To qualify, the foreign national must have been a member of a religious denomination having a bonafide non-profit religious organization in the United States for at least two years immediately preceding the filing of the petition.
Every petition for R-1 worker must be filed by a prospective or existing U.S. employer through the filing of a Form I-129, Petition for Non-immigrant Worker. An R-1 visa cannot be issued at a U.S. Embassy or Consulate abroad without prior approval of Form I-129 by U.S. Citizenship and Immigration Services (USCIS). If the foreign national is visa-exempt (e.g. Canadian), he or she must present the original Form I-797.

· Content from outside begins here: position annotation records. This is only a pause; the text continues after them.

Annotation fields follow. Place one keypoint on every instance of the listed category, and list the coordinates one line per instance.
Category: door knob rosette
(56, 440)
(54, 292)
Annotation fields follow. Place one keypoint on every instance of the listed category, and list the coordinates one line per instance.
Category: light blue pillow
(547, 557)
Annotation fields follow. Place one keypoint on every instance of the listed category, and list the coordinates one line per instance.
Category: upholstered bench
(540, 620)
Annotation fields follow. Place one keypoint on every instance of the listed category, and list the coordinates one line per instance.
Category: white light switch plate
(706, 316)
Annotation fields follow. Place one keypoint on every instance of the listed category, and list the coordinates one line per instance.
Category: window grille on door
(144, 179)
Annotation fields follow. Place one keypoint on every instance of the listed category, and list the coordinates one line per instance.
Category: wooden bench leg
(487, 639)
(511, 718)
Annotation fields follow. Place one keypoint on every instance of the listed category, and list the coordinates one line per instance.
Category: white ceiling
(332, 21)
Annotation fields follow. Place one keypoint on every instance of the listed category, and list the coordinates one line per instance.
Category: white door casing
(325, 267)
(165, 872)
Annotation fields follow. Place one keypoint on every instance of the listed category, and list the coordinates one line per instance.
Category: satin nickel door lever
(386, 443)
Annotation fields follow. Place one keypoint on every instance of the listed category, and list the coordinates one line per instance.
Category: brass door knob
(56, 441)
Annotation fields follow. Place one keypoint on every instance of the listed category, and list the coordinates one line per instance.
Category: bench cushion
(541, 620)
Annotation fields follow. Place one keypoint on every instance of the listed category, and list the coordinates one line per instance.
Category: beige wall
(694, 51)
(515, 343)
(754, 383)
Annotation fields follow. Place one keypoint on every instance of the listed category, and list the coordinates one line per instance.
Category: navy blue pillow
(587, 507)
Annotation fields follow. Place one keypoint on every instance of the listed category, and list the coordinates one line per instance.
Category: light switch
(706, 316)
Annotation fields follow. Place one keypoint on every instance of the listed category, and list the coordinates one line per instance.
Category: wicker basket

HOW TO QUALIFY FOR R1 VISA?
To qualify for this visa you must be a minister of religion, working as a professional in any religious occupation, and working as a worker in any professional occupation.Tready Traders
Nationals (individuals or companies) of countries with trade related Treaties with the United States can obtain visas to work in the USA in order to develop and direct their investment in and/or trade with the USA. Such visas are called E-visas, and come in two types:-
The E1 Treaty Trader:-
Nationals of qualifying Treaty countries who undertake a significant amount of international trade with the United States may qualify for this type of visa. The volume of such trade must be sufficient to justify the trader or his/her employee(s) being in the United States to manage the trade, and must constitute the majority of the traders international trade (i.e. at least 50% of the Trader’s exports/imports must be to/from the USA). There is no set minimum level of trade that is considered sufficient, but lower the volume of trade the less likely one is to qualify as a Treaty Trader.
E-1 Visa is Suitable For:-
1. Personnel including executives, managers and specialists of a treaty nation company operating in the U.S.
2. Nationals of treaty countries seeking to enter the U.S. to carry out substantial trade, Immediate family members of E-1 visa holders.
3. Companies in treaty countries to send key personnel to manage the U.S. affiliate or branch.
4. Companies in treaty countries to send personnel to set up a U.S. company.
E2 TREATY INVESTOR VISA:
Nationals of qualifying Treaty countries who have made a significant investment in the United States may qualify for E2 Treaty Investor status. Like the E1 visa, there is no set minimum level of investment which may qualify for E2 status, but the lower the investment the less likely one is to qualify. Again, the level of investment must be sufficient to justify the treaty national (or his/her employees) presence in the United States. The investment must be in an operating business – i.e. simply buying property or stocks and bonds does not qualify. Also, a substantial part of the investment must have been made before applying for E2 status.
E-2 Visa is Suitable For:
1. Entrepreneurs from treaty countries investing substantially in a U.S. enterprise.
2. Nationals of treaty countries entering the U.S. to develop and direct investments from the treaty country.
3. Nationals of treaty countries entering the U.S. to develop and direct the operations of an enterprise in which they have invested, or they are actively in the process of investing a substantial amount of capital.
4. Immediate family members of E-2 visa holders.
5. Companies in treaty countries to send key personnel to manage the U.S. affiliate or branch.
6. Companies in treaty countries to send personnel to set up a U.S. company.